Don’t worry, i had a power failure and forgot to turn on last power state. Also, had another where my kids turned off the pc and i didn’t notice for about 8 hours at least. But i am still showing 100% not sure why or how. Used to get notifications when the pc was down by email, but for the last 2 or 3 months or so, this stopped letting me know. Where or how can i turn this back on as it was handy.

Alexey · September 22, 2020, 9:42pm

https://documentation.storj.io/resources/faq/check-my-node

StoreMe2 · September 22, 2020, 11:01pm

Hi,

actually my Server got stuck again. Today i restarted deleted with docker rm storagenode and made a new restart from scratch. Watchtower deletet too and restartet from scratch.

My Server does some strange behaviour. Nothing happens.

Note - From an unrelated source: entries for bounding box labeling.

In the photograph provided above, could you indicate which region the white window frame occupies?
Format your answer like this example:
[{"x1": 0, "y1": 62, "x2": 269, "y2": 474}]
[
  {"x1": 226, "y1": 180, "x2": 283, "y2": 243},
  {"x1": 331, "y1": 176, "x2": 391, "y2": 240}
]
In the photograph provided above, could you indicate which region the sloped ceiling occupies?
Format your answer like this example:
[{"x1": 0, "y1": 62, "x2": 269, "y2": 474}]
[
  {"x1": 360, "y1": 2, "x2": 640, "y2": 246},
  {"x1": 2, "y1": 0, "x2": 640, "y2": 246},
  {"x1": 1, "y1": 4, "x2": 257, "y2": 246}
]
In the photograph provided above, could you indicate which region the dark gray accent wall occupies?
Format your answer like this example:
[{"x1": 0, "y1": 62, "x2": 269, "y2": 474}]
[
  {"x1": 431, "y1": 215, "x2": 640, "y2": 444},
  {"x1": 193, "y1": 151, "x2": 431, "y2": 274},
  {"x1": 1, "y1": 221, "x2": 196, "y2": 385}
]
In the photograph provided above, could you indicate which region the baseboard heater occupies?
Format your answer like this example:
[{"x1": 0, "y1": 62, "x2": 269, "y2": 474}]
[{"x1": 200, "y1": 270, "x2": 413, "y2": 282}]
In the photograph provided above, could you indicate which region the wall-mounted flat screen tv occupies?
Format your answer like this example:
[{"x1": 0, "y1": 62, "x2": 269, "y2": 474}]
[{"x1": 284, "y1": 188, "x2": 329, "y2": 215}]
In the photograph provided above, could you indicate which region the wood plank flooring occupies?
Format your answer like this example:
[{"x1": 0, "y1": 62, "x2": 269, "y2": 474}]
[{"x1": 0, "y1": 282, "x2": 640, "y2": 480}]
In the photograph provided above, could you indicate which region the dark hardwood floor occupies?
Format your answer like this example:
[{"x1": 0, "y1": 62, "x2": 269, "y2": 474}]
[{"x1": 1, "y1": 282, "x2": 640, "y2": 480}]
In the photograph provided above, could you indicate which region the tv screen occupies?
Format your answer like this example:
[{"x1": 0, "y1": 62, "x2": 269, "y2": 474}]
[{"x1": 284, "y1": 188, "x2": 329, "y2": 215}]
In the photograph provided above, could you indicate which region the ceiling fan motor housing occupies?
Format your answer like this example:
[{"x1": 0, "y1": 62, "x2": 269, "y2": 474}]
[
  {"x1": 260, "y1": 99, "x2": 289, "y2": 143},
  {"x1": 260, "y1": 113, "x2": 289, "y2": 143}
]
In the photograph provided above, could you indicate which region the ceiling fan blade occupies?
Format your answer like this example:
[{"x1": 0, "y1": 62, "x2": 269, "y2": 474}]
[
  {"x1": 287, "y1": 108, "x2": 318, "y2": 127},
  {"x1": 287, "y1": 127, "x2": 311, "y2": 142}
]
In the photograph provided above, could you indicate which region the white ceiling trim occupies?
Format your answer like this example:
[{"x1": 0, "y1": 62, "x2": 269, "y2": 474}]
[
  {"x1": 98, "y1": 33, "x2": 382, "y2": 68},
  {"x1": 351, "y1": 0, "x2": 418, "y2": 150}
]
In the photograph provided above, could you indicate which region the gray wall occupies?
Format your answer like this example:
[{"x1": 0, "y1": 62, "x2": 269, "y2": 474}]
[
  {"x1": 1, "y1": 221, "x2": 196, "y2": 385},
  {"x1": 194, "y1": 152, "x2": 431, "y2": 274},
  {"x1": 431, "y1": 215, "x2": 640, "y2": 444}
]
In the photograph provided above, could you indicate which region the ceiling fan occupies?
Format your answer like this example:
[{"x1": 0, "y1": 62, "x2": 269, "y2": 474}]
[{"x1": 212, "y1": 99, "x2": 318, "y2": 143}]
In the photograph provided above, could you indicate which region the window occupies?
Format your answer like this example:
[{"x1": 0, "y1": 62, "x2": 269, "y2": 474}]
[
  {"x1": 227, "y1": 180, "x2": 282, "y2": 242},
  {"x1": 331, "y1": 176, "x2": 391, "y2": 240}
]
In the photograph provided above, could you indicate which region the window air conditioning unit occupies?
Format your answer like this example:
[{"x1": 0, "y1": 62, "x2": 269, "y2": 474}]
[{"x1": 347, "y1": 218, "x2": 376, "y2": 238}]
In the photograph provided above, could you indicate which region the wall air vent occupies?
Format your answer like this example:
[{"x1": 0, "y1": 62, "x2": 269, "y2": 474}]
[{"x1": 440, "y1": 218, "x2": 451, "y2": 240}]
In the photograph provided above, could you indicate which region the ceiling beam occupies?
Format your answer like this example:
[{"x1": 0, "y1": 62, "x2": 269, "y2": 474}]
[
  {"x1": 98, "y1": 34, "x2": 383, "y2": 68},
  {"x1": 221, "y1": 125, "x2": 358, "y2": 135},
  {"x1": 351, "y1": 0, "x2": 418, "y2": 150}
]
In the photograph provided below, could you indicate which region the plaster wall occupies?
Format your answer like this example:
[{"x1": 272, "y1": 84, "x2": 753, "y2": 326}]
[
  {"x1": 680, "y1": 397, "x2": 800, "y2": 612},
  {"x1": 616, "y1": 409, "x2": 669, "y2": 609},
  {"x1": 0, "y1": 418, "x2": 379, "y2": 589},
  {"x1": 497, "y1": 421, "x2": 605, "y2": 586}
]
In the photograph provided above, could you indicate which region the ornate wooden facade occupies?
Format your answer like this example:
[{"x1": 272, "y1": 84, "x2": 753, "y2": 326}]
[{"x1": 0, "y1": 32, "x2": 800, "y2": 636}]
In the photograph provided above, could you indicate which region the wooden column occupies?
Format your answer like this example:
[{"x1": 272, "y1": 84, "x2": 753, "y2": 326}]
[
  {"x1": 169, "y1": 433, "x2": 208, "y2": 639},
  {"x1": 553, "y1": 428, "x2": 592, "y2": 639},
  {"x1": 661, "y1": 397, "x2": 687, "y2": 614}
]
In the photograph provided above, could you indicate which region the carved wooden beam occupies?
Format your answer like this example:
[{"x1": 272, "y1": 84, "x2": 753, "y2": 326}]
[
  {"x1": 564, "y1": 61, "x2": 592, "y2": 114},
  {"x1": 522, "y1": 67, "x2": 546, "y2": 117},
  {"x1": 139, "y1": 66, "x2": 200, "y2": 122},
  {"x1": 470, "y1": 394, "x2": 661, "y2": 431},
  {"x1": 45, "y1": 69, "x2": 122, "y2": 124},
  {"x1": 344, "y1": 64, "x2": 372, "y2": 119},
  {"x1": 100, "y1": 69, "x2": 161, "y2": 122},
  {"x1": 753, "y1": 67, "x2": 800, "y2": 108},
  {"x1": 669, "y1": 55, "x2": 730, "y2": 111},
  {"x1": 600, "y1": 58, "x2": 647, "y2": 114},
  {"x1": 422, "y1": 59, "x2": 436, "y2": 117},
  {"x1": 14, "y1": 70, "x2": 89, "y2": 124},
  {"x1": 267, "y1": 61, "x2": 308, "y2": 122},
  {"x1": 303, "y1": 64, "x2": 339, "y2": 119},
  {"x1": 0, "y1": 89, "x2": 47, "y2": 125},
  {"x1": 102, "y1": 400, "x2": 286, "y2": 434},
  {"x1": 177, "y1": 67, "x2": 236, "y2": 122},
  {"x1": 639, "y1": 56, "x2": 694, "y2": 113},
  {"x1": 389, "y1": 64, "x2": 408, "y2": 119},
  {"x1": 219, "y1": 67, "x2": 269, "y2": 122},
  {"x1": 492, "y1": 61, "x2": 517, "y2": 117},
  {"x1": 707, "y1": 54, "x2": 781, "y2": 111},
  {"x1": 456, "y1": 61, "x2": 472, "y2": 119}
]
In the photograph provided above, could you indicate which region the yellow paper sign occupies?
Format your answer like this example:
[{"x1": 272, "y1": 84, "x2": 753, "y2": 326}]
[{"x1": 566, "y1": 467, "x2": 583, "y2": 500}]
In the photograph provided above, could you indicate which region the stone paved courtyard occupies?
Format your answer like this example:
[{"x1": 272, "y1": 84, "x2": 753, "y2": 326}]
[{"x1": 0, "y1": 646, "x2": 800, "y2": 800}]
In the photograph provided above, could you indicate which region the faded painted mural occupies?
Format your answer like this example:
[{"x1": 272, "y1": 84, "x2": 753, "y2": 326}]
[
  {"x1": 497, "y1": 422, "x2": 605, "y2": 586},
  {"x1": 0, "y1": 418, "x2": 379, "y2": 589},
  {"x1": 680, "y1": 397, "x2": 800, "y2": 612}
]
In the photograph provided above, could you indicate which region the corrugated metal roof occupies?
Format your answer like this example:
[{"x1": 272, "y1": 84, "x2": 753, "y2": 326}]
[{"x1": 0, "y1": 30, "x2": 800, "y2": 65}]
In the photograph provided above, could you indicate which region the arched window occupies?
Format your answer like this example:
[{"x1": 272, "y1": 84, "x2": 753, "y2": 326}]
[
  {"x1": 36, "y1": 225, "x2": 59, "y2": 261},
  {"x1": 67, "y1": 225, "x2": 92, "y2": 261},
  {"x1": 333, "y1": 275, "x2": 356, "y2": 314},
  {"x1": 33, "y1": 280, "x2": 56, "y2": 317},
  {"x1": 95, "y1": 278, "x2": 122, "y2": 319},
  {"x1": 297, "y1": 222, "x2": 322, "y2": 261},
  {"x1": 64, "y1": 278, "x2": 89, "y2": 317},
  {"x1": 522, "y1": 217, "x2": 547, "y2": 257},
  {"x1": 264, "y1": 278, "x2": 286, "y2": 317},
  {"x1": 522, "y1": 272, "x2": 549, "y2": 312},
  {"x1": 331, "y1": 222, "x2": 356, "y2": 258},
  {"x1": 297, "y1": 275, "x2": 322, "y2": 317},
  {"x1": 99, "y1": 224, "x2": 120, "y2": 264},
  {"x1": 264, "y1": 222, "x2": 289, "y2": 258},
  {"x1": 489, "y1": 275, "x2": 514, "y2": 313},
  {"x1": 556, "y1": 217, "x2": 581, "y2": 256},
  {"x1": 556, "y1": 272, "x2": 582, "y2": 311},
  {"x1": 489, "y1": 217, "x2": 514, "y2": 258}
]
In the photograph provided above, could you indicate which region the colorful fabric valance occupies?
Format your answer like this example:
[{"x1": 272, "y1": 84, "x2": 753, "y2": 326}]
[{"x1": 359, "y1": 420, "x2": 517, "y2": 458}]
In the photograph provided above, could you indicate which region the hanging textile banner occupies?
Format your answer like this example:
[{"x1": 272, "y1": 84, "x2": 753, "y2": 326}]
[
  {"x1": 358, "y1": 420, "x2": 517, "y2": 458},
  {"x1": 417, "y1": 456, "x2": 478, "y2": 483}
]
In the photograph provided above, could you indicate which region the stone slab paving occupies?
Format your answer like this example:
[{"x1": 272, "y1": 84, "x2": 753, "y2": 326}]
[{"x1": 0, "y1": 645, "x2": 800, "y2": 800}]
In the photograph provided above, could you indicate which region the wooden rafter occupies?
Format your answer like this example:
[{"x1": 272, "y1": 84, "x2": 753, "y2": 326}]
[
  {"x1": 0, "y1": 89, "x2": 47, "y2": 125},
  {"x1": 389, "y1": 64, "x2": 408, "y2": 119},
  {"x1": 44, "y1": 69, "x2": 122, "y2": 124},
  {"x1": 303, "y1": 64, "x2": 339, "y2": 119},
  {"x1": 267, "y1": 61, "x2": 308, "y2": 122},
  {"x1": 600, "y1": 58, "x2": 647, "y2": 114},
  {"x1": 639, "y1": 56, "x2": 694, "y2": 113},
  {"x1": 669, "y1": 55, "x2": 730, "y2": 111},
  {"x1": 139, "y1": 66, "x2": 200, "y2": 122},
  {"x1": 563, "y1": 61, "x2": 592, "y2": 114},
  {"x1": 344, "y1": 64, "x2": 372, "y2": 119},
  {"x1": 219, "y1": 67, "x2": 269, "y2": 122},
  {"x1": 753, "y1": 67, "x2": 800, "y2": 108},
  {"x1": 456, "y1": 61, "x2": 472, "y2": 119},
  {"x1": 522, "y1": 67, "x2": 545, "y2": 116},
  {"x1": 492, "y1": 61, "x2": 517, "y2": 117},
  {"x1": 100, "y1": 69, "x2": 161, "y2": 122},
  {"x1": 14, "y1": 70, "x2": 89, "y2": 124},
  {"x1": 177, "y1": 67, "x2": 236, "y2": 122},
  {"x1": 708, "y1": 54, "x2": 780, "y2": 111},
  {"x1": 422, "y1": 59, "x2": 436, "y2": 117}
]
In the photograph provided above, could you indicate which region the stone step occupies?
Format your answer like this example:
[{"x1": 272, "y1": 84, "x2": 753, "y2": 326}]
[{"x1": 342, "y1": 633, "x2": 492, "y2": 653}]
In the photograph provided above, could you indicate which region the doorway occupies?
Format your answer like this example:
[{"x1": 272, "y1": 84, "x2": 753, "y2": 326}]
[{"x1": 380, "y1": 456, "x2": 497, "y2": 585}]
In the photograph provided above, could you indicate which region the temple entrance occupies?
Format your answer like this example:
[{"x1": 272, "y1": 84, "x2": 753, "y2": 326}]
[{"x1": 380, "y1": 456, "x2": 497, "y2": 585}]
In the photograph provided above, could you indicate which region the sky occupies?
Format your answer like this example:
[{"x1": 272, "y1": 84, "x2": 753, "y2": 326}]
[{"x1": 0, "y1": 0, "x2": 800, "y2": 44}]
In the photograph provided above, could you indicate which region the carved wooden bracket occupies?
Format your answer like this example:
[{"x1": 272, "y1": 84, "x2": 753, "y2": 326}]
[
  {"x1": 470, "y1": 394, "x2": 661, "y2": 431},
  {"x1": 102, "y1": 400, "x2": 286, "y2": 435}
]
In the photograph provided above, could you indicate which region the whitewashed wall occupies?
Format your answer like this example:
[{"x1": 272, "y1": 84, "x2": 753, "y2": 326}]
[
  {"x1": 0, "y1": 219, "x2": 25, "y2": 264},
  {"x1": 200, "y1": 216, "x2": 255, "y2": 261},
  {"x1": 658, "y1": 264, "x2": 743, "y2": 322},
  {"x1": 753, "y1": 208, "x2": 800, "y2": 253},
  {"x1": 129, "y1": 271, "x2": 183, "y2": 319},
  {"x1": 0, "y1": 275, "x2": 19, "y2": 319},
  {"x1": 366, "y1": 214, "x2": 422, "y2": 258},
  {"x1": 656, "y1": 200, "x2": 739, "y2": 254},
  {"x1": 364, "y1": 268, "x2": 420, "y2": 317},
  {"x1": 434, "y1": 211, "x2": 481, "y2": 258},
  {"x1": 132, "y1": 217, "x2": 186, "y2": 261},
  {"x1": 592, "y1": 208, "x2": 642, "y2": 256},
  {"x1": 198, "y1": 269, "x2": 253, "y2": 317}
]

It looks like freezing but there is no error. I can see the freezin cause lack of the red HDD LED. During normal Serverworking the red HDD LED is always on and showing work but then suddenly the the red LED does nothing. Then I know that the HDD is not working and then I know storj is not working.

Will watch this and try my best but i think in the long run i am out of this game. Shit happens

If i cant find the error and get disqulifizied i am sadly done

Pentium100 · September 23, 2020, 6:16am

Try disabling C states in BIOS. It helps sometimes, especially if you use virtualization.

SGC · September 23, 2020, 6:28am

usually when i troubleshoot i ask myself… what changed… because stuff in a unchanging state rarely has issues, if it worked to begin with…

this is also why i rarely change to many things at one time, because then it’s much more difficult to locate where a problem was.

if you don’t know whats happening on the server when it stalls i would shutdown the storagenode, then troubleshoot the server until it seems stable again… you can have days off downtime without even getting a suspension… so better to just take some downtime, solve the problem…

instead of having the storagenode do something stupid because the server is half working and tries to run.

do you have your OS on a mirror? if not, does all your cables work?
are you sure the OS drive is okay, i like the mirror drive setup for the OS it’s very secure and stable…

after this long of a run time your connections maybe affected… i would basically pull everything out that is easy to pull out and reattach it… simply to see if something rattled loose… ofc that also depends on how big of a project that is

anyways good luck and do just accept that you will need a bit of downtime instead of killing the node trying to stay online while troubleshooting a buggy system

ofc you can also try to verify that the stall doesn’t put the storagenode into a selfdestructive state and if it doesn’t then you could still keep the storagenode up while troubleshooting…
but certainly requires a bit more finesse and would have an inherently higher risk for causing some kind of damage to the node…

but thats often my modus operandi verify that it doesn’t run off the rails when the problem occurs, most often by keeping a live node log running. and if it’s all fine then i don’t worry to much about it…